Seine Lippen berührten die ihre. Ganz sanft, ganz zaghaft. Ein wohliges Vibrieren floss von seinen Lippen durch seinen Körper. Er ertrank. Sein Herz schlug schneller, die Lippen ruhten auf den ihren, sie berührten sich nur knapp.
„Nein, bitte nicht!“ Yolanda setzte sich aufrecht und rückte ein wenig von Andres weg, der überrumpelt und verdutzt dasaß und sie irritiert anschaute. Dann ging ein Ruck durch seinen kräftigen Körper, er drehte sich leicht weg, ein Schatten legte sich auf sein Gesicht und sein Blick verschloss sich ihr.
„Entschuldigung“, flüsterte er leise.
Keiner der beiden sprach ein Wort, und so saßen sie auf dem Felsen in der lauen Mainacht, schauten die Sterne über sich an und hingen ihren Gedanken und Wünschen nach.
„Es tut mir leid“, durchbrach Yolanda das Schweigen. „Es ist... Ich habe dich furchtbar gern, aber ich kann nicht.“
Sie griff nach seiner Schulter und wollte ihn zu sich drehen, doch Andres blieb wie versteinert sitzen.
„Es ist wegen dieses Rimon, nicht wahr?“, brummelte er nach einer Weile. „Wegen ihm kannst du nicht.“
„Nein, es ist ... nein, nicht wegen ihm ... ich weiß nicht.“
„Was findest du an ihm? Er hat dich einfach im Stich gelassen, als du ihn gebraucht hast. Er denkt nur an sich und würde dich immer wieder im Stich lassen, wenn es nur ihm selbst nützen würde.“ Andres brummelte nicht länger, er wurde wütend und seine Stimme aggressiver.
„Es ist doch gar nicht wegen ihm!“, versuchte Yolanda sich zu entschuldigen, aber sie wusste genau, dass Andres Recht hatte.

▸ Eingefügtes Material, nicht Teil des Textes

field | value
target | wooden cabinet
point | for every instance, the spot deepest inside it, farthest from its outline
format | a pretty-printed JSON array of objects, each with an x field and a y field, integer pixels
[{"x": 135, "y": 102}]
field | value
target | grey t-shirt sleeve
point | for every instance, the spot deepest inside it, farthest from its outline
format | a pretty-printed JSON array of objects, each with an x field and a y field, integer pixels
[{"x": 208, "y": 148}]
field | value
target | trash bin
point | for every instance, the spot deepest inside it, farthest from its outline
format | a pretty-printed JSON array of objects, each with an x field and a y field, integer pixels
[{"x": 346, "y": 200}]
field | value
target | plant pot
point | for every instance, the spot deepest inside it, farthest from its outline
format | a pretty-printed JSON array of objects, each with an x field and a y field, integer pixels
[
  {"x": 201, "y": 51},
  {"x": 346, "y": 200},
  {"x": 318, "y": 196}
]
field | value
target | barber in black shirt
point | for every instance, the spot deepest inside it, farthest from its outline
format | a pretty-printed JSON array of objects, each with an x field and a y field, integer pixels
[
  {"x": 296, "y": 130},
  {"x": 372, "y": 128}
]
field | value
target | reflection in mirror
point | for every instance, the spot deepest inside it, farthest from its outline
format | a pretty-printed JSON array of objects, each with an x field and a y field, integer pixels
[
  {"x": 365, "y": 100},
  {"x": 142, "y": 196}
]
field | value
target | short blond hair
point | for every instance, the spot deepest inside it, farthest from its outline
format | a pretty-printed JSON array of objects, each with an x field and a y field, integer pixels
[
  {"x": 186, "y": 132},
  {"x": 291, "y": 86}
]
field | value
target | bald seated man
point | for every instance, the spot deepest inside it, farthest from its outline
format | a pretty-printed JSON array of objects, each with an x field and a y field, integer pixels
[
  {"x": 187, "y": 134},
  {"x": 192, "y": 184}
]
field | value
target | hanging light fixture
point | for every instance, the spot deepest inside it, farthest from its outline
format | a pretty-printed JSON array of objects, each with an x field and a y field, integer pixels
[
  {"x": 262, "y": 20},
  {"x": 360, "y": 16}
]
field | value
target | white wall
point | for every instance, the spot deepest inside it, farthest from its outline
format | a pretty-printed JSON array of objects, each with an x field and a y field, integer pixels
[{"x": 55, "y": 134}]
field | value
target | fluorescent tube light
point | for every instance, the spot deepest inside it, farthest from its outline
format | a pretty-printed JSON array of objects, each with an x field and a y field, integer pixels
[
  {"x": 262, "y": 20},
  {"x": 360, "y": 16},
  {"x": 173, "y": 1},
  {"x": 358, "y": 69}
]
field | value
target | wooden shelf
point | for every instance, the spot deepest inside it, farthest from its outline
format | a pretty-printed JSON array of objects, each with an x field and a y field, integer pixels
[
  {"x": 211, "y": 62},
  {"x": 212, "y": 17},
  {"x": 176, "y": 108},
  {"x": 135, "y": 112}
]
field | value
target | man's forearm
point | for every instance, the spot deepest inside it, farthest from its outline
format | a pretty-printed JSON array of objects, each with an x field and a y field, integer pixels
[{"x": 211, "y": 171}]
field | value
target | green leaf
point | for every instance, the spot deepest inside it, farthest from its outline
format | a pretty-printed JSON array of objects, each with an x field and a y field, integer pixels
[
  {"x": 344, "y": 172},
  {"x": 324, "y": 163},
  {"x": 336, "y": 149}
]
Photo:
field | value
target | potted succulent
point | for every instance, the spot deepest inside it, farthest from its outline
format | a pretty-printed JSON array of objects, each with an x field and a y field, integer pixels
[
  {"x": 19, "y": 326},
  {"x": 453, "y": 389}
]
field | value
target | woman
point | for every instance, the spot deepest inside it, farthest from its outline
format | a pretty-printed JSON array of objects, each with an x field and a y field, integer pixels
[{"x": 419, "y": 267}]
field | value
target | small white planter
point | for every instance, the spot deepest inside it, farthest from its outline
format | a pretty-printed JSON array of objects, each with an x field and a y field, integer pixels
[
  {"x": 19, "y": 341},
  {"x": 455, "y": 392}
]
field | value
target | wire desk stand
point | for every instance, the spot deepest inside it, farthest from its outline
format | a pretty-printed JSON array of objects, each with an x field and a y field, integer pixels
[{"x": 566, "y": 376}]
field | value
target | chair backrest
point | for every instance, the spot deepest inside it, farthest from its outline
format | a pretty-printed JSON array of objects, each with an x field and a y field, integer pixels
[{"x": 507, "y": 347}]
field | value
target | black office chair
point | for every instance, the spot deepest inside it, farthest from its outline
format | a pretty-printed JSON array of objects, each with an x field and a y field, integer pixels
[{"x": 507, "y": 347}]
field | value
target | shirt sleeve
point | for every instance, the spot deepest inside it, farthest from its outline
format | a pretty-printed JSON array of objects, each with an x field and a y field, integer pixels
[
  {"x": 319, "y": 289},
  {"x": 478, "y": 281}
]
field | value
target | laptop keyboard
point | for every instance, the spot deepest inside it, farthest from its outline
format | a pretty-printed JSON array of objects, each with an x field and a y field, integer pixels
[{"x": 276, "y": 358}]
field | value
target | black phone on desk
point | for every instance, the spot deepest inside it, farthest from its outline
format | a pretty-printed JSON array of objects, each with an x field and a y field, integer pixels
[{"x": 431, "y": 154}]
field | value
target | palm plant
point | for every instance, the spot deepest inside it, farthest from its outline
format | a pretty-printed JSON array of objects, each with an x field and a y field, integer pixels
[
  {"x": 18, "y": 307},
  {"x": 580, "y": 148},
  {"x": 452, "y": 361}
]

„Wegen was ist es dann? Sag mir dann, woran es liegt?!“
„Ich weiß doch auch nicht. Es fühlt sich einfach nicht richtig an. Ich ...“ Yolanda seufzte tief. „Vielleicht hast du Recht. Vielleicht stimmt es. Ja, vielleicht ist es wegen Rimon. Ach, ich weiß doch auch nicht. Ich ... Es tut mir leid, Andres.“
„Ich versteh dich nicht“, brummte Andres, und Yolanda konnte von hinten die dichte Mähne hin- und herwippen sehen, als Andres heftig den Kopf schüttelte.
Yolanda wollte antworten, irgendetwas sagen, ihm zeigen, wie wichtig er ihr war, doch ihr fehlten die Worte und nichts weiter als ein müdes „tja“ kam über ihre Lippen.
Nachdem sie eine Weile so dagesessen waren, stand Andres plötzlich auf, sagte „Gute Nacht“ und legte sich weit von ihr entfernt schlafen.
Yolanda blieb auf dem kühlen Fels sitzen, schaute dem Mann im Monde zu, wie er langsam über den schwarzen Himmel wanderte, und wurde vom Miglin Maltor im Morgengrauen geweckt, als er sie sitzend schlummernd vorfand und ihr eine warme Decke über die Schultern legte.